As the year winds down, local cities are ratcheting up budget talks. In Brooklyn Park, the city council recently debated a budget increase that’s more than three percent higher than last year’s. The 2019 budget totals $147 million.
The budget accounts for cost-of-living-adjustment (COLA) increases and a 12 percent increase in health insurance premiums for city employees. Wages and benefits consume 77 percent of the city’s budget.
Most Homeowners Can Expect City Tax Increase
The property tax levy totals $47 million. The increase is about $2 million or 4.62 percent higher than the 2018 adopted budget.
For the median value home of $228,600, homeowners can expect to pay $92.90 per month in city taxes. That’s a a slight decrease from 2018 (About $0.47 less per month, last year was $93.37).
Keep in mind these figures are just your city taxes, not your total property tax bill. Also keep in mind, how much more or less you pay in taxes depends on how much the value of your home increases or decreases. Three of out every four homes in the city will see some sort of city tax increase.
Council Members Differ on Budget
The Brooklyn Park City Council approved the budget on a 5-2 vote. Council member Mark Mata questioned costs associated with the golf course, vehicle replacement and salaries.
“I’m just going to state that I will not be supporting the budget. And explaining my no vote because we’ve taxed the citizens $1.8 million-plus every year,” Mata said. The body up here needs to learn to live within your means. Base needs versus wants.”
The budget did include the elimination of three staff positions, including two city employees who were let go. Another position was left unfilled.
“We are not a small community, we are a large community that continues to grow. Our home values are going up, thus the taxes have been going up,” said Lisa Jacobson. “We eliminated three positions in this budget, two people lost their jobs. We could cut more people. We could cut a million dollars and cut more people. Which people?
“I don’t think we’re living high off the hog here. I don’t think we’re going crazy,” added Jacobson.
Push to Add Firefighters
Mata also questioned $215,000 placed in the budget for additional fire staffing when a third-party study on fire department operations hadn’t even been completed yet. Some council members were fine with that. Parks said he didn’t believe the $215,000 figure was enough.
“I don’t know what the numbers are from the National Fire Protection Agency, how many firefighters we should have. We’re at unsafe levels right now. I can guarantee you that,” said Parks.

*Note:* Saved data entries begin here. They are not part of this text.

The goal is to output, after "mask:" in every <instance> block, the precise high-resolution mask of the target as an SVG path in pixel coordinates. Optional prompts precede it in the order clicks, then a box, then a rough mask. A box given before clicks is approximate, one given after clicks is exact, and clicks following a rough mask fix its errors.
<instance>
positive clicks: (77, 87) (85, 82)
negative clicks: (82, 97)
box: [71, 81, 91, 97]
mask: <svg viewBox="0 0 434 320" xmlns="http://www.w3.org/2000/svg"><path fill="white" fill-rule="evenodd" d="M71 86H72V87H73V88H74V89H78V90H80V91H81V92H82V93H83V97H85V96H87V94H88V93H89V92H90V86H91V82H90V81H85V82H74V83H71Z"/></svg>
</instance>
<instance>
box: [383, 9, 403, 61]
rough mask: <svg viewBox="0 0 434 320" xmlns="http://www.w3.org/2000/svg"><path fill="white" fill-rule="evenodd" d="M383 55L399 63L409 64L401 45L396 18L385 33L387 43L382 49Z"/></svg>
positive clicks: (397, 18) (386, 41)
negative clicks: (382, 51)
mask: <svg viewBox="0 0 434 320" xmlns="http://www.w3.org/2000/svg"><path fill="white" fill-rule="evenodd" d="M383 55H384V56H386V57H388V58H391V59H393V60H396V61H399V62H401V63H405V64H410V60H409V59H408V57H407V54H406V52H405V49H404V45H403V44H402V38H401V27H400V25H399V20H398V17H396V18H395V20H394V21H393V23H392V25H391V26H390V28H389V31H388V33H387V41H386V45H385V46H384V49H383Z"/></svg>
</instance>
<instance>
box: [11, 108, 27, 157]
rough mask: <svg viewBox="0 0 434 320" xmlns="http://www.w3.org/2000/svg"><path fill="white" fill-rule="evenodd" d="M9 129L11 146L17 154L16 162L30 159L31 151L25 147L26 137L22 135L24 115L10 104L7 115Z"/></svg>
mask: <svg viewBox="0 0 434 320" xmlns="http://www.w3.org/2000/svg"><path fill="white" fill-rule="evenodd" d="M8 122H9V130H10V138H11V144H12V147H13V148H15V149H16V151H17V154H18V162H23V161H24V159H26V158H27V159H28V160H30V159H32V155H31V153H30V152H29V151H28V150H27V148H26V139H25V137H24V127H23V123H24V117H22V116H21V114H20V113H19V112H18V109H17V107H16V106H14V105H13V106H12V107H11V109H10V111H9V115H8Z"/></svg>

Investments in Mental Health, Youth Outreach
The 2019 budget also includes $80,000 for mental health outreach. The money will help Brooklyn Park police assist Hennepin County in making sure individuals who experienced past mental health crises are following their medical plans. According to Brooklyn Park Police Chief Craig Enevoldsen, Minneapolis, St. Paul and Bloomington are doing similar initiatives.
Another $49,000 will further city youth outreach efforts. City officials say current youth outreach services have proven very effective.
“Twelve years ago when I took office, we had the housing crisis. We had crime. We had all these things,” said Brooklyn Park Mayor Jeff Lunde. “I’m not saying they’re perfect, but they are so much different. The conversation at those doors, it’s 100 percent different this summer than it was 12 years ago. And it’s because we invested in police. We invested in root cause analysis. We invested in youth. People feel better. And I think that matters.”